Máximo histórico de la deuda pública en España: ya supone el 103,2% sobre el PIB
La deuda pública española marca un nuevo récord al alcanzar el 103,2% del PIB, un nivel que eleva la presión sobre la sostenibilidad fiscal y refleja el constante aumento del gasto y los déficits estructurales.
La deuda de las Administraciones Públicas en España ha alcanzado un nuevo récord. En septiembre de 2025, el saldo total se situó en 1,71 billones de euros, lo que supone el 103,2% del Producto Interior Bruto (PIB). Es el nivel más alto jamás registrado, un hito que refleja cómo, pese al avance económico de los últimos trimestres, el endeudamiento continúa creciendo en términos absolutos. Este volumen confirma la dificultad de reconducir unas cuentas públicas presionadas por un gasto estructural elevado y por la necesidad de financiar de manera continua déficits que se mantienen año tras año.
El peso del Estado y las autonomías
El Estado sigue concentrando la mayor parte del pasivo y acumula ya un volumen equivalente a cerca del 94% del PIB, una cifra que sitúa la deuda estatal por encima del billón y medio de euros. Las Comunidades Autónomas también incrementaron sus niveles de endeudamiento, alcanzando el 20,5% del PIB, impulsadas principalmente por la financiación de servicios esenciales y el aumento de costes derivados de la inflación y las necesidades de personal. Por su parte, las Corporaciones Locales consiguieron reducir ligeramente su deuda hasta el 1,4% del PIB, un comportamiento que contrasta con la tendencia general y que refleja la mayor estabilidad presupuestaria de los ayuntamientos en los últimos años.
Un volumen que crece pese a la ligera caída de la ratio
Pese a que la ratio de deuda sobre el PIB se ha reducido un punto respecto al año anterior, el volumen total continúa al alza. Según el Banco de España, “el saldo de deuda del conjunto de las AAPP se situó en el 103,2% del PIB, aunque en importe aumentó un 4,5%”. Es decir, la economía crece lo suficiente como para aliviar ligeramente el peso relativo de la deuda, pero no lo bastante como para frenar la escalada en cifras absolutas. Este fenómeno evidencia que la reducción de la ratio no siempre implica una mejora real en la sostenibilidad fiscal, especialmente cuando las administraciones deben seguir financiando compromisos estructurales difíciles de recortar.

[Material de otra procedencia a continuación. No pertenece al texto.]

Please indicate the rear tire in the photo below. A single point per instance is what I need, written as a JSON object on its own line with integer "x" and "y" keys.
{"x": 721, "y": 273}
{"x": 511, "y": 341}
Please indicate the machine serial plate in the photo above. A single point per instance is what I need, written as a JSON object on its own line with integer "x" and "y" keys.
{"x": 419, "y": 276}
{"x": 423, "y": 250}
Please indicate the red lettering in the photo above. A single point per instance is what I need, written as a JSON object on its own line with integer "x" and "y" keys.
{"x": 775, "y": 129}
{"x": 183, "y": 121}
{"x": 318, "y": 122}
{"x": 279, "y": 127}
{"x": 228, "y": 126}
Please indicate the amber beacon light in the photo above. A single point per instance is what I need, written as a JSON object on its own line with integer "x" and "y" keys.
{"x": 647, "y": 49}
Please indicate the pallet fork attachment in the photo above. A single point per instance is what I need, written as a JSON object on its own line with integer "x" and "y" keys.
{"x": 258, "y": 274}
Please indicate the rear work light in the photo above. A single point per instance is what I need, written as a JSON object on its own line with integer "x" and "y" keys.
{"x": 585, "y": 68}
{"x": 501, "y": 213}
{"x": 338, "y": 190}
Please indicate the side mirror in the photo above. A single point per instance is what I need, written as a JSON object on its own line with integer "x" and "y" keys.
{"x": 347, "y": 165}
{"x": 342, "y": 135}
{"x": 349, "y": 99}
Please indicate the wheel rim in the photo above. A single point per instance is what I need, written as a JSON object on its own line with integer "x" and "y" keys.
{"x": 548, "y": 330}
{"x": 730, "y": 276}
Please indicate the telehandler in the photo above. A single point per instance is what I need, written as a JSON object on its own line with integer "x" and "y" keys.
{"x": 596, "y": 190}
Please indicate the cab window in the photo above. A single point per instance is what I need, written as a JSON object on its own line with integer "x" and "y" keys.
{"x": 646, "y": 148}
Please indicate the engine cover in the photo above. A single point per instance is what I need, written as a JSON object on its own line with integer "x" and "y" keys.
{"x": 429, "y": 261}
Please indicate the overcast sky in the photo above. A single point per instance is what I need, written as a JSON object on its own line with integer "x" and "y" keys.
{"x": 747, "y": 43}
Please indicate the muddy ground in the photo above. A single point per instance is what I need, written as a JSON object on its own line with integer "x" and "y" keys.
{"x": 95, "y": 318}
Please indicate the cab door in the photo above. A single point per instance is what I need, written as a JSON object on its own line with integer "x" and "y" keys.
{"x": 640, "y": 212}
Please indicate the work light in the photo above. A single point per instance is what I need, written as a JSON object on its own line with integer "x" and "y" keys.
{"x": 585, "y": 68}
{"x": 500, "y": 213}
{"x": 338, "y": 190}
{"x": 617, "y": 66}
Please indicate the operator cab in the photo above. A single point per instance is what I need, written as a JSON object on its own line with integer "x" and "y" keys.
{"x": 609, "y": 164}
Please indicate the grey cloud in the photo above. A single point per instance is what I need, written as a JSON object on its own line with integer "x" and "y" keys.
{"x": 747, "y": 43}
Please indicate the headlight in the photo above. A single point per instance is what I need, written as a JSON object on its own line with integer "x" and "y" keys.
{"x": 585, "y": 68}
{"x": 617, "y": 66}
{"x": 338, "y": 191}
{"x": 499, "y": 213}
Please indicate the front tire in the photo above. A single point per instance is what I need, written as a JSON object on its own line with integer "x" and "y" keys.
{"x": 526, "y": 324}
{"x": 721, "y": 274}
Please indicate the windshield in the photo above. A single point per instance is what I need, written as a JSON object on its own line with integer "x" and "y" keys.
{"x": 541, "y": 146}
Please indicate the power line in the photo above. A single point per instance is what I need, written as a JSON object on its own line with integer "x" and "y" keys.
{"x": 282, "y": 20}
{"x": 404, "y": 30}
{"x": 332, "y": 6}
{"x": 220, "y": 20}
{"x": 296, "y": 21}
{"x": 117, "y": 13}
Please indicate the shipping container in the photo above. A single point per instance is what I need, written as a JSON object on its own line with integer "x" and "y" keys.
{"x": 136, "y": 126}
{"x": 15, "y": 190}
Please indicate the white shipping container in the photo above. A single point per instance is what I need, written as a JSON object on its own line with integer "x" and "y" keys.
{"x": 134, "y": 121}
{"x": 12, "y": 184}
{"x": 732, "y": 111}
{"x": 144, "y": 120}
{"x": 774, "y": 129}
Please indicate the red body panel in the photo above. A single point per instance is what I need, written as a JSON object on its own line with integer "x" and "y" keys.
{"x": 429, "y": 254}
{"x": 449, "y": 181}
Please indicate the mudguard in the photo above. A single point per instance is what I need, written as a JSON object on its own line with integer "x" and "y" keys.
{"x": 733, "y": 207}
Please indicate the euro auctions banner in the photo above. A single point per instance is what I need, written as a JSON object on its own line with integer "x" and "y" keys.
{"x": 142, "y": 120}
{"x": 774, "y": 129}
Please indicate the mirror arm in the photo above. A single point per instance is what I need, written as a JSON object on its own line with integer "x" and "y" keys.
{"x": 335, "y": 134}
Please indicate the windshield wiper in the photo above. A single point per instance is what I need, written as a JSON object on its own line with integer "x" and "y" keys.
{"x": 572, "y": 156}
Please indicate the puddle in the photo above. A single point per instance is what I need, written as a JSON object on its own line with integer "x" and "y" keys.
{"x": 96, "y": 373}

Las causas del nuevo máximo
Detrás de este incremento subyacen factores conocidos: los déficits estructurales persistentes, el elevado gasto social y las necesidades de financiación para cubrir vencimientos anteriores. El Estado ha tenido que refinanciar grandes volúmenes de deuda en un entorno de tipos aún elevados, lo que incrementa el coste financiero. Además, el crecimiento del gasto asociado al envejecimiento de la población, la modernización de servicios públicos y los compromisos adquiridos durante la pandemia siguen pesando sobre el presupuesto. Para los analistas, rebajar de forma sustancial la deuda exigirá crecimientos sostenidos del PIB y decisiones políticas encaminadas a reequilibrar las cuentas públicas.

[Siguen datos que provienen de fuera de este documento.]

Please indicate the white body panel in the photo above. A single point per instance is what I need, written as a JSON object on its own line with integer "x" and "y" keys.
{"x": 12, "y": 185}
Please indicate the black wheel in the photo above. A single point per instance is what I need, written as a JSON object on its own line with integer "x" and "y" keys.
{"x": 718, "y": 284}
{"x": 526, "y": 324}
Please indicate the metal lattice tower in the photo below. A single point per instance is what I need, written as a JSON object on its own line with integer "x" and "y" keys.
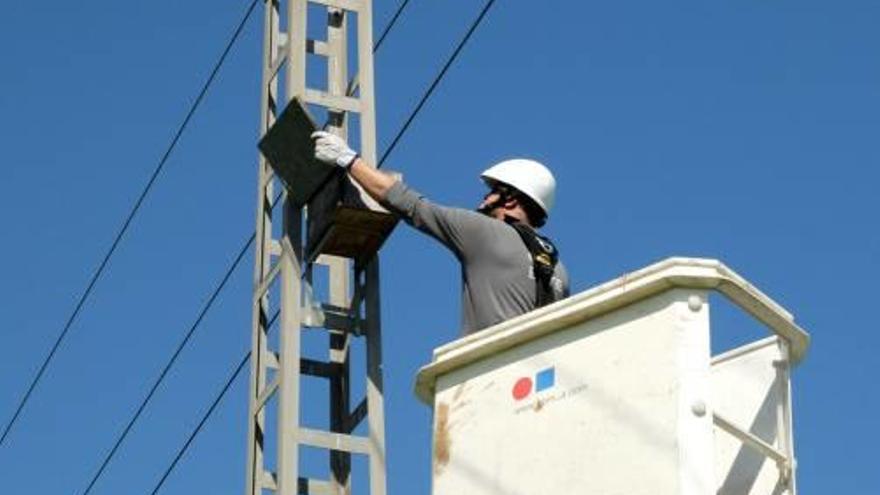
{"x": 283, "y": 277}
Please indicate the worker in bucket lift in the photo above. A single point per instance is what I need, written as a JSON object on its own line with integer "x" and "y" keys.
{"x": 507, "y": 267}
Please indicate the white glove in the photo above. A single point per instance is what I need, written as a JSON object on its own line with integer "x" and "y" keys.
{"x": 332, "y": 149}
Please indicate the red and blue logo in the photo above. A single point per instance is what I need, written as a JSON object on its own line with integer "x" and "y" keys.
{"x": 543, "y": 380}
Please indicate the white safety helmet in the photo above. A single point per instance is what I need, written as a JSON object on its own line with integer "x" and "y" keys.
{"x": 528, "y": 176}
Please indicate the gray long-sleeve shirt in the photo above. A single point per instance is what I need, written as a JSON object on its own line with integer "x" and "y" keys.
{"x": 496, "y": 267}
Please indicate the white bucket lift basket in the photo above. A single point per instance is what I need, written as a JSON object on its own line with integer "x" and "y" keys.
{"x": 614, "y": 391}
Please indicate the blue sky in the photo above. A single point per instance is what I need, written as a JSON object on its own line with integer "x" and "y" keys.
{"x": 742, "y": 130}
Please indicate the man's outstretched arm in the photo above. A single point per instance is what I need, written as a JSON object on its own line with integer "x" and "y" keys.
{"x": 330, "y": 148}
{"x": 453, "y": 227}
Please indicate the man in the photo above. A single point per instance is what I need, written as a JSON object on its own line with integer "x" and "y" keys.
{"x": 507, "y": 268}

Un nivel que limita la capacidad de maniobra
Superar el umbral del 100% del PIB sitúa a España en una posición económica delicada. Una deuda tan elevada reduce la capacidad de respuesta del país ante futuras crisis, obliga a emplear más recursos en el pago de intereses y hace más vulnerables las cuentas públicas ante cualquier variación en los mercados financieros. Si los tipos de interés aumentan o si el crecimiento económico pierde impulso, la presión sobre la sostenibilidad fiscal podría intensificarse rápidamente. Los expertos advierten de que este nivel de endeudamiento requiere ahora una política fiscal más prudente, orientada a ganar margen de maniobra en un escenario global incierto.

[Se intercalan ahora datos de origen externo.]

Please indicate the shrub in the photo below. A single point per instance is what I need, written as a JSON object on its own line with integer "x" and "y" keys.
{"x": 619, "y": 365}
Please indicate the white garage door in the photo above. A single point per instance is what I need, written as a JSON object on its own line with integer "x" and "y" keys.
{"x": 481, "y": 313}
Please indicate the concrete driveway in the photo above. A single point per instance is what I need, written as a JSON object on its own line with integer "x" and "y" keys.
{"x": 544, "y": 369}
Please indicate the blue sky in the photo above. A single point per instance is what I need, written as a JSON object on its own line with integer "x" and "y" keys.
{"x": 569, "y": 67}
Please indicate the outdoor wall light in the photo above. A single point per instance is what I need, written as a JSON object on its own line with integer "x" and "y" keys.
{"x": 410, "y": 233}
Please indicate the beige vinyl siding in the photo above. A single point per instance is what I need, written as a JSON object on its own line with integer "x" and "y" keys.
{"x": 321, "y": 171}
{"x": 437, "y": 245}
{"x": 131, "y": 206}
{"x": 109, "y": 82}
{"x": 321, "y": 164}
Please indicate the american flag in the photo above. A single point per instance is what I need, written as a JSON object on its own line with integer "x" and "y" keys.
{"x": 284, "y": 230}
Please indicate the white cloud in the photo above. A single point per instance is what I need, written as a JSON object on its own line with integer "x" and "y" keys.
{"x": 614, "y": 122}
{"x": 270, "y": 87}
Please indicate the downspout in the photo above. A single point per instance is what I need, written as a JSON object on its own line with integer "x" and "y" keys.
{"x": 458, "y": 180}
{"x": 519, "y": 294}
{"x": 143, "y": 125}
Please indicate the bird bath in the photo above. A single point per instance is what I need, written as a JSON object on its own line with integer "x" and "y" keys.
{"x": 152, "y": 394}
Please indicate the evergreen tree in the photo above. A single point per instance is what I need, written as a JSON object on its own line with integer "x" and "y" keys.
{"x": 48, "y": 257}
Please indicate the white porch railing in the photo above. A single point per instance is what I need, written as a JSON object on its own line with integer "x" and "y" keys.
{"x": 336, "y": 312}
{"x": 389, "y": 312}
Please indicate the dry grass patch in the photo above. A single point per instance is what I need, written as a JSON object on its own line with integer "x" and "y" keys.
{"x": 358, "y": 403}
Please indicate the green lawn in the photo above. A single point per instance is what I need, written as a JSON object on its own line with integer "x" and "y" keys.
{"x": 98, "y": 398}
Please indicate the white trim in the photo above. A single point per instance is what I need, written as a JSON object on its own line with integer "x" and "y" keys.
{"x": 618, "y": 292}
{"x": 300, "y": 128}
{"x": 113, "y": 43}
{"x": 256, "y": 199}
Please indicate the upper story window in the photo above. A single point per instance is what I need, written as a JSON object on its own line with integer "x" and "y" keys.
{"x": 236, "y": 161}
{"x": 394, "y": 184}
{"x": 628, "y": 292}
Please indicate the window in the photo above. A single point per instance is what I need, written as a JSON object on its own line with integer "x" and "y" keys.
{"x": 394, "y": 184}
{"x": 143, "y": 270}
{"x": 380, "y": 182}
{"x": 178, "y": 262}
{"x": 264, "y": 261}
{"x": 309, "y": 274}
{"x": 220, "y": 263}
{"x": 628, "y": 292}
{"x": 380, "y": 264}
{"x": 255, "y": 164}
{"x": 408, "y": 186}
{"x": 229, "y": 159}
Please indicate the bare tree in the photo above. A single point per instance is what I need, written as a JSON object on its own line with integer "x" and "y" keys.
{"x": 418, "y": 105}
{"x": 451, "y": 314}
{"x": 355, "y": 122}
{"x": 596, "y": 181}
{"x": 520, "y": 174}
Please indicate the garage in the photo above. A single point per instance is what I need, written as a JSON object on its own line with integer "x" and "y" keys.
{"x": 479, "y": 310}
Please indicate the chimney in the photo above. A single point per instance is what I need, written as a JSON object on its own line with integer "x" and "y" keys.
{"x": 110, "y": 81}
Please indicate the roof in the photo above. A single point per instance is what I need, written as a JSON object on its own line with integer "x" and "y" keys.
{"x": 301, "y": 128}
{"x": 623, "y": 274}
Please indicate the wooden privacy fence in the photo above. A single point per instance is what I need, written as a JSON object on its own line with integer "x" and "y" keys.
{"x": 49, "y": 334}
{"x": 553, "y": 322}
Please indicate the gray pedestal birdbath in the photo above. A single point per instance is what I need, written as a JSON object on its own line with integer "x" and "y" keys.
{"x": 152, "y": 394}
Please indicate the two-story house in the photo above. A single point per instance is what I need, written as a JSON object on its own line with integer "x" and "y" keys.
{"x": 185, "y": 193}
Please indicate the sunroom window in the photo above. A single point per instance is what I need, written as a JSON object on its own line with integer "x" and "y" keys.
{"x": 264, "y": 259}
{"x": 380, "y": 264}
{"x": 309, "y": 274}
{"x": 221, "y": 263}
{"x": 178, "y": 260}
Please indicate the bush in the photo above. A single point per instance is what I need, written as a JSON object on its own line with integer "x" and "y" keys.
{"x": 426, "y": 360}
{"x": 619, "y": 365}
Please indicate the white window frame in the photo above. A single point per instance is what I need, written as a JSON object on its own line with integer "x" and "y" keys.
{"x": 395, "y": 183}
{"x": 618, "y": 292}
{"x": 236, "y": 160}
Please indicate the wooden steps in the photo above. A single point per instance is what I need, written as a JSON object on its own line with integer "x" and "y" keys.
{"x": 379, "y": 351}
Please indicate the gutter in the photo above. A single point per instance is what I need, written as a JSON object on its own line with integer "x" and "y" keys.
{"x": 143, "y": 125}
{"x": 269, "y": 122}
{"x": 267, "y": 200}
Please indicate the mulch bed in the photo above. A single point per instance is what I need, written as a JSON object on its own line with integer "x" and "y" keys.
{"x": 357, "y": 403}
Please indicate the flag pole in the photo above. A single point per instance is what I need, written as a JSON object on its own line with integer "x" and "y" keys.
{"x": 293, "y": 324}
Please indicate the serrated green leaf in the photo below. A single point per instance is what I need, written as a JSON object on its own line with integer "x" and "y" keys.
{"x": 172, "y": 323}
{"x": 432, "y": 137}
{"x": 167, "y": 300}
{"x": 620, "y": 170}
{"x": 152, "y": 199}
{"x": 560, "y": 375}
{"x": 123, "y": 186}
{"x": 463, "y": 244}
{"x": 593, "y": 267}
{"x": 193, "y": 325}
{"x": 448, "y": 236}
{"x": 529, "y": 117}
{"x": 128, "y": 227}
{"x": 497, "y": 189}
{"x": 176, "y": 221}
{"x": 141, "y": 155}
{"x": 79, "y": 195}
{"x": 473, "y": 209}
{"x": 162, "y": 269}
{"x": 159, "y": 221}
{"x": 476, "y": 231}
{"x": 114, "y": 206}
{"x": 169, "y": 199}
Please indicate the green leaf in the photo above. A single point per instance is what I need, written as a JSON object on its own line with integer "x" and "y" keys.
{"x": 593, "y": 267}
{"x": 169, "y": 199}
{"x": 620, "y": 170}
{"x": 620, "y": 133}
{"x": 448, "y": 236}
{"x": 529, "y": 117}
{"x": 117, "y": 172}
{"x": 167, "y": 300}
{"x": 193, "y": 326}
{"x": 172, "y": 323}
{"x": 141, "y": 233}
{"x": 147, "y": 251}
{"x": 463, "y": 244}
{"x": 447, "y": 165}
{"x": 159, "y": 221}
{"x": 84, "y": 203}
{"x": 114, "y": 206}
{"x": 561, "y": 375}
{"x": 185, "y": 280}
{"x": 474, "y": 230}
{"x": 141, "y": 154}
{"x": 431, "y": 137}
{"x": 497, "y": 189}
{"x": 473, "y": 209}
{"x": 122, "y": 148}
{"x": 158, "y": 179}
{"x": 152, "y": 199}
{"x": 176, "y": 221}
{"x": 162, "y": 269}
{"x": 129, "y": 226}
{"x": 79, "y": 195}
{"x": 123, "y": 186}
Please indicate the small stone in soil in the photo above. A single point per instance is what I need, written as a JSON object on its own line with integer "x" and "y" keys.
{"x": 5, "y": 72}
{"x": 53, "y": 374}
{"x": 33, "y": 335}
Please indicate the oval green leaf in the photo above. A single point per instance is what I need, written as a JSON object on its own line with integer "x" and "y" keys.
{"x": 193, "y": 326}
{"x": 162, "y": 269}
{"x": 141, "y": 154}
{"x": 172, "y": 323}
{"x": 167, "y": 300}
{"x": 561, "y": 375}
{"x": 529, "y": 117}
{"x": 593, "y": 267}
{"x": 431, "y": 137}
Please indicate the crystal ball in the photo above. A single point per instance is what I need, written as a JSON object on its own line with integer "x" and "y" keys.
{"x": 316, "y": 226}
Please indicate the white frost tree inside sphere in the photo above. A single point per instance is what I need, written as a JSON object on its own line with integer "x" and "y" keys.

Un desafío para los próximos años
España encara así un reto estructural: reducir un volumen de deuda que se encuentra entre los más altos de la Unión Europea. Los organismos económicos coinciden en que será difícil rebajar la ratio de forma sustancial sin un fuerte impulso del PIB nominal o sin reformas que contengan el gasto, mejoren la eficiencia y favorezcan la competitividad. La estabilización del pasivo se convierte en una prioridad de primer orden, especialmente en un momento en el que la presión demográfica y las necesidades de inversión pública seguirán creciendo. En este contexto, el endeudamiento supera el 103% del PIB y marca un punto clave para la política económica española, que deberá encontrar el equilibrio entre crecimiento, responsabilidad fiscal y sostenibilidad a largo plazo.